Ransomware criminals chatting up victims, offering to delay deadlines, showing how to obtain Bitcoin, dispensing the kind of customer support that consumers lust for from their cable and mobile plan providers, PC and software makers?

Finnish security vendor F-Secure recently released 34 pages of transcripts from the group chat used by the crafters of the Spora ransomware family. 

The back-and-forth not only put a spotlight on the gang's customer support chops, but, said a company security advisor, illustrated the intertwining of Bitcoin and extortion malware.

"We should be thankful that there are at least some practical barriers to purchase Bitcoins," wrote Sean Sullivan of F-Secure in a post to the firm's blog. "If it were any easier to do so, very little else would check the growth of crypto-ransomware's business model."

Sullivan originally penned that conclusion last month, in a short section of the "State of Cyber Security" report that F-Secure published then. Yesterday, F-Secure posted the transcripts, 20,000 words or more, and dubbed the collection a "new supplemental appendix" to the original report.

In one exchange, a Spora victim said he or she had paid the extortion fee, but had gotten nothing in return. "I already sent you 98USD worth of bitcoin," the victim reported.

In response, the "customer support rep" blamed the victim for entering an incorrect Bitcoin destination address. "But do you agree, that it is you mistake, that you entered incorrect address?" asked the Spora rep.

"I literally copied the address that was given at the refill page. How could I be mistaken?" the victim replied.

In one of many similar threads, the transcripts identified each victim by the first character of the ID created by the ransomware, someone pleaded for mercy.

"Hello crooks. I agree to pay," said "0" in a lead-off message. "But 570 dollars for a lot of photos of my grandmother. Can I expect a discount if I leave good feedback on the forum about you?"

No go. "We do not provide any discount. Also, we cannot be sure, that you have only photos," retorted "support."

At times, the messages were pitiful. "Hello, I am 82 and my family pikture  go away -- bad, very bad," reported another victim identified as "0."

"Is anyone there?" asked another during a stretch when Spora's support didn't respond to scores of messages, apparently borrowing another tactic from legitimate technical support desks.

Others played the anger card, the profanity card, the sympathy card. "Am I the one you should hack? No. I am just a salary man who tries to make ends meet and bring foods to his kids," said "E," who also identified himself as "Mustapha from Morocco.

But as F-Secure's Sullivan noted, many the questions posed to the hackers involved Bitcoin. "Hello, I am from Greece and we have capital  controls, is there any chance of a discount? Am having trouble buy bitcoins from here," remarked one.

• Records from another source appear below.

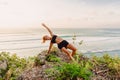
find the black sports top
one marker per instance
(53, 40)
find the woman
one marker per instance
(63, 45)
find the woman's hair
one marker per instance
(44, 38)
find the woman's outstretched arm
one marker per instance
(47, 29)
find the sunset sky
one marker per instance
(60, 13)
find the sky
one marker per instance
(60, 13)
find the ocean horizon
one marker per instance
(96, 41)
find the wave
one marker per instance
(19, 40)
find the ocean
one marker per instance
(88, 41)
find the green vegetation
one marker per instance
(14, 65)
(83, 69)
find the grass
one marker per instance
(84, 68)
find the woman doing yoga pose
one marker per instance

"I'm going to pay for bitcoin. But I'm not sure that it works in weekend. Can you remove deadline please? If not works I will pay it on Monday," pleaded another.

The answer from Spora was always the same: No discount. The "rep" often extended deadlines, however, sometimes in response to victims pleading poverty, telling them that when they had the full amount, come back and pay.

"The malware technology to encrypt data has been possible for many, many years; the bigger challenge has always been getting paid," Sullivan pointed out. "In the past, cyber-crime schemes (such as scareware) have been killed off by disrupting the money supply.

The same may well be true of cyber extortion; to kill the business model, it may be necessary to ban Bitcoin."